The third annual installment of Desert Daze returns to Southern California this weekend, with more spaced-out desert rock than ever before. With a one-day schedule, presented by Moon Block Party, packed to the teeth with fresh tunes from here and abroad all for the sum of fifty bucks, it's no wonder that Desert Daze's popularity has increased tremendously since its 2012 inception. At least part of the reason is that Desert Daze–going down April 26 at Sunset Ranch in Mecca again this year–offers an affordable alternative to bloated Coachella ticket prices. But the surge in interest in the festival is primarily a direct result of the awesomeness of their bookers.
Desert Daze is packed with the cream of the crop of upcoming (and already-come-up) bands and artists that it would otherwise take a month of international club-hopping to see. With headliners Blonde Redhead, The Raveonettes, and Unknown Mortal Orchestra, things are moving fast for Desert Daze. If you end up going–and let's be real; for fifty bucks you will–here are four acts you definitely want to check out.
Church of Sun
Long Beach natives Church of Sun deal in mesmerizing, fuzzed-out guitar riffs and LSD-soaked group vocals with more reverb than even the '60s could handle (they have a song simply named "Drugs"). Paired with their impeccable sense for melding melody and poppy hooks underneath layers of psychedelic sound, the seven-piece orchestra's sinister cultish ambiance leaves a lasting impression. Church of Sun just released their sophomore album, High Moon, on Mapled Records.
L.A.'s Froth claim '60s garage and barbeque as influences, which makes perfect sense once you hear their debut, Patterns, released last fall. With hazy vocals, blasting organs, and reverberating guitar leads, this is the perfect soundtrack for a lazy afternoon in the backyard. Think the Doors, but innocent (or at least the illusion thereof).

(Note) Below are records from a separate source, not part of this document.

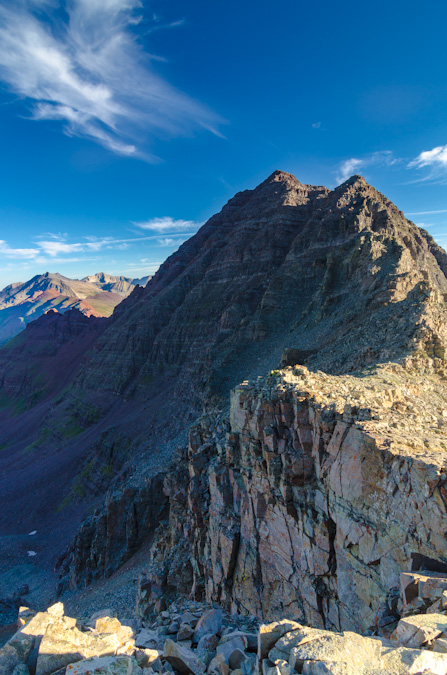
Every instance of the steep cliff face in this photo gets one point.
(284, 265)
(339, 279)
(40, 360)
(311, 499)
(96, 295)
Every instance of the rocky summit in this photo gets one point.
(247, 459)
(96, 295)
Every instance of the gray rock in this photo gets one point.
(189, 618)
(227, 648)
(185, 632)
(237, 657)
(173, 627)
(9, 659)
(23, 644)
(100, 615)
(150, 639)
(206, 648)
(209, 622)
(251, 639)
(21, 669)
(105, 665)
(182, 659)
(218, 666)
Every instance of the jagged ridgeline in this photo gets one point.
(286, 275)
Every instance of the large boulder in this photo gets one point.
(209, 622)
(182, 659)
(61, 647)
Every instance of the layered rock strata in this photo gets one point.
(311, 499)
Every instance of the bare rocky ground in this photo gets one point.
(187, 637)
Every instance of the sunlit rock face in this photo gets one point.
(337, 280)
(311, 499)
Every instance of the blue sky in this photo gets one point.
(125, 124)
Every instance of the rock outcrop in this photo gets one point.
(278, 523)
(96, 295)
(311, 499)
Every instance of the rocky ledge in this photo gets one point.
(189, 639)
(310, 500)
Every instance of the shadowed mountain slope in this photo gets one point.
(339, 278)
(96, 295)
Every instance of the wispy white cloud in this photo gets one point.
(436, 162)
(169, 241)
(351, 166)
(20, 253)
(425, 213)
(168, 224)
(58, 248)
(348, 168)
(89, 71)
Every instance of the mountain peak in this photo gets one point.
(281, 177)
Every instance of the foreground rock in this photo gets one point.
(316, 652)
(326, 488)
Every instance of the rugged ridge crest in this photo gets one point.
(339, 279)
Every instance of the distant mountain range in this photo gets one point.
(95, 295)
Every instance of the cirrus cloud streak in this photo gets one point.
(84, 66)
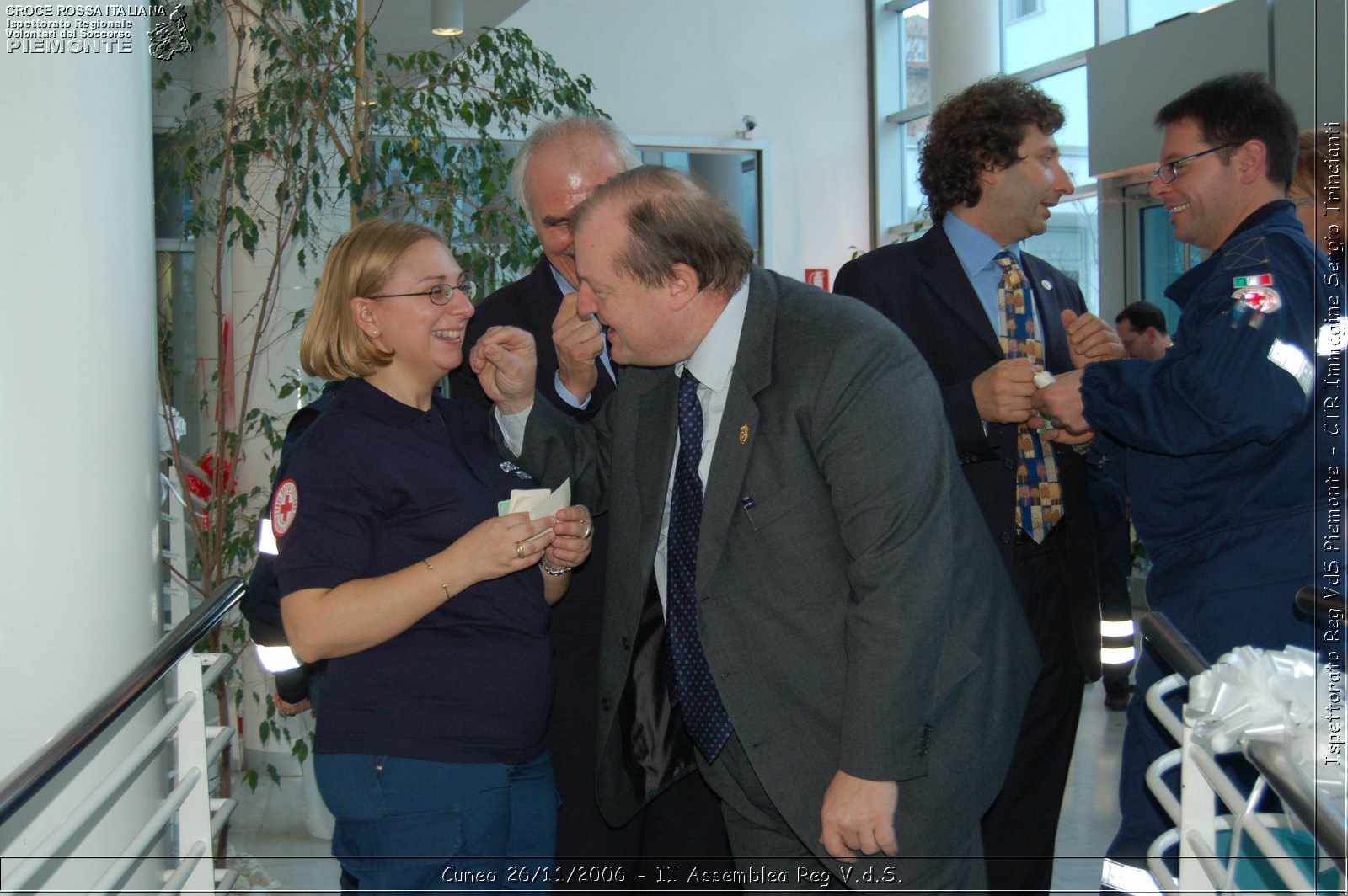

Haim's not the only all-female trio to come out of L.A. recently. Sade Sanchez, Irita Pai, and Ellie English, a.k.a. L.A. Witch, just released their debut EP (featuring the raddest cover art known to man) and completed a very successful month-long residency at the Silverlake Lounge last year. It's not surprising that their sound, which one writer dubbed "Joan Jett-influenced grindhouse rock," has taken a firm hold. There's something liberating about L.A. Witch's playful mashup of genres–think Wanda Jackson in full KISS regalia.
Japanese travellers on the astral plane Kikagaku Moyo (which roughly translates to "Geometric Patterns") are one of the coolest additions to the Desert Daze program this year. Founded in Tokyo in 2012, the quintet's improvisational nature sees them incorporating a multitude of genres from folk to psych in a krautrock-like freeflow jam that rarely stays the same from concert to concert. Not dissimilar from fellow Japanese psych collective Acid Mothers Temple, and if Kikagaku Moyo won't expand your mind, nothing will.